RUSS HENDERSON Staff Reporter
Mobile Register (Alabama)

Dauphin Island, Bayou La Batre - It was a good day for incumbents Tuesday, as four runoffs that were delayed last month by Hurricane Ivan were held in Bayou La Batre and Dauphin Island.

Bayou residents re-elected Mayor Stan Wright and, in the only south Mobile County race in which an incumbent was not returned to his seat, placed their first-ever Asian-American on the City Council, Phuong Tan Huynh.

More than 200 people, many in bright campaign shirts, milled around the parking lot of the Charles Haynes Masonic Lodge as the votes were being counted inside after the polls closed Tuesday evening. Dozens of people crushed in as a tiny ribbon of paper bearing the first box's numbers was taped to the door.

After several more minutes of anxious chattering and waiting, poll watcher Sylvia Raley suddenly burst through the door.

"The absentees won't make any difference! Stanley won!" she shouted, and dozens of people in the crowd erupted with cheers.

Wright and Huynh, who had been standing next to one another, smiled broadly and hugged one another with big pats on the back. Wright won by 93 votes. In the 2000 election, also against Seaman, he won by 80.

"This council has its work cut out for it," Wright said later. "Our sewer system is required to be in compliance with the state inside five years; Ivan forced us to condemn our community center, our Police Department building and our jail."

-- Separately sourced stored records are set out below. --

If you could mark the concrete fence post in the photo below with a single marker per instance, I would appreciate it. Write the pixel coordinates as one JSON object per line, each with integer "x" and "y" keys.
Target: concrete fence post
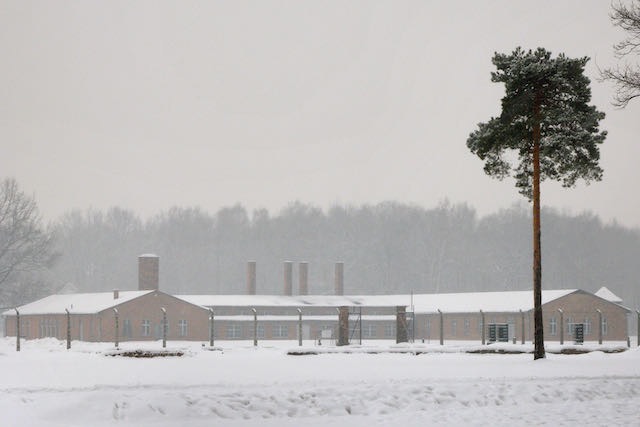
{"x": 401, "y": 324}
{"x": 17, "y": 329}
{"x": 68, "y": 328}
{"x": 561, "y": 326}
{"x": 164, "y": 327}
{"x": 255, "y": 327}
{"x": 483, "y": 327}
{"x": 300, "y": 327}
{"x": 115, "y": 338}
{"x": 441, "y": 327}
{"x": 343, "y": 325}
{"x": 211, "y": 330}
{"x": 522, "y": 320}
{"x": 599, "y": 325}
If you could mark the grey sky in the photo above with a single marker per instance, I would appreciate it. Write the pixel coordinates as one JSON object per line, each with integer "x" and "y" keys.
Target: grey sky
{"x": 147, "y": 105}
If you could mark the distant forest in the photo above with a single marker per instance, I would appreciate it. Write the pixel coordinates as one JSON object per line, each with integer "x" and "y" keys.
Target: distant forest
{"x": 386, "y": 248}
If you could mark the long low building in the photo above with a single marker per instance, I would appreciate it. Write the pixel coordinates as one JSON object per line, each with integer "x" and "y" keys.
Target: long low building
{"x": 150, "y": 314}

Huynh said he was glad the race was over and vowed to "do my best."

Huynh's sister, Linh Huynh Tran, said: "I think that we all know now that, if we work together as a community, everything will work."

The council race between Huynh and J.F. "Jackie" Ladnier had drawn the scrutiny of the U.S. Department of Justice.

A number of Asian-American voters said it was the presence of federal officials and a representative of the Mobile County district attorney's office that kept things relatively quiet Tuesday.

The August election had been marked by accusations of racism after Ladnier and his supporters challenged the votes of more than two dozen people at the polls, most of them Asian-Americans.

Only one vote was challenged Tuesday and that for technical reasons, said poll worker Anthony Goodrum. The man's registration showed a different address from where he actually lives, so "I challenged his vote. That was the only way he could be allowed to vote," Goodrum said.

In the August election, Ladnier and his supporters claimed that the Asian voters weren't U.S. citizens, weren't city residents or had felony convictions that stripped them of their voting rights.

Ladnier said there is no system to stop aliens and convicted felons from voting. Huynh said all the challenged ballots had been cast by those legally qualified to do so.

A third of Bayou La Batre's 2,313 residents are of Asian descent. Attracted to the area over the last 30 years by the longstanding shrimping industry, the Asian-Americans in Bayou La Batre have, until now, remained largely silent in local politics.

Place 4 Councilman Bernard Gazzier beat out challenger and former Fire Chief Jimmy Bosarge.

Dauphin Island's sole runoff was a relatively low-key race, pitting the victorious incumbent Mike Tafra, an island hotel owner, against island restaurant owner David Connolly for Town Council Place 4.

"It was a good race. I was surprised there was such a good turnout with the hurricane," Tafra said after the votes were counted. "I'm planning to work with the council to keep the island as a good, wholesome place to live."

Connolly said he intends to remain active in the Dauphin Island Chamber of Commerce despite his loss.

"I think the delays of the election sort of interfered with us getting out," he said of his campaign. Connolly and his family are now living with his brother because of damage to his own home after Hurricane Ivan.